Despite being positioned in the center of a turbulent region and having a history of being particularly vocal for a monarchy, Jordan is now known as an oasis in the Middle East that remained stable throughout the Arab Spring. While many factors have contributed to this identity and stability, this research examines specifically the hesitancy among Jordanians to protest. S.E. Finer published the concept of the façade-democracy in 1971. A façade-democracy is a government that uses democratic principles and ideals to further the interests of those in power, rather than the wants and needs of the people participating in these democratic institutions. Finer identified Jordan as a façade-democracy in 1971, and this classification was reanalyzed in 1993 by Beverley Milton-Edwards. She found that while Jordan had reinstated its’ constitution and made minor reforms, these reforms were not aimed at creating a fuller democracy for the people. Therefore, Jordan was identified as a façade-democracy in 1971 and 1993, but is this a proper title for the Hashemite Kingdom now? Is the lack of protest in Jordan a signifier of a façade-democracy?
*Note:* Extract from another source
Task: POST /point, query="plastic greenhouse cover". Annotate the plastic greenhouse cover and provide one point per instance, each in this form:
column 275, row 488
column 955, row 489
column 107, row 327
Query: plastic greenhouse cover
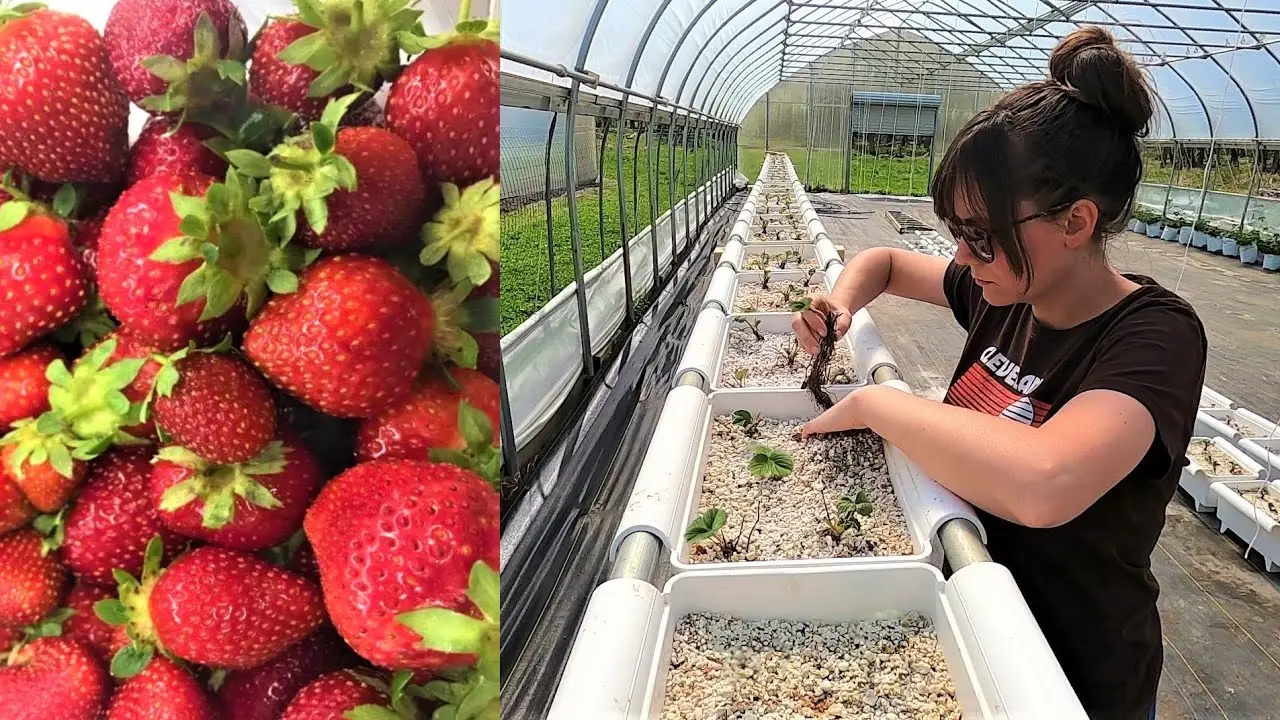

These questions will be analyzed by exploring the reasons contributing to the hesitancy to protest as well as how Jordanians are expressing their grievances if they are not doing so through major protest. Based on this analysis, an argument will be made about whether or not Jordan can be accurately identified as a façade-democracy. The expected results from this analysis are that looking through the lens of protest, or lack there of, Jordan is a façade-democracy.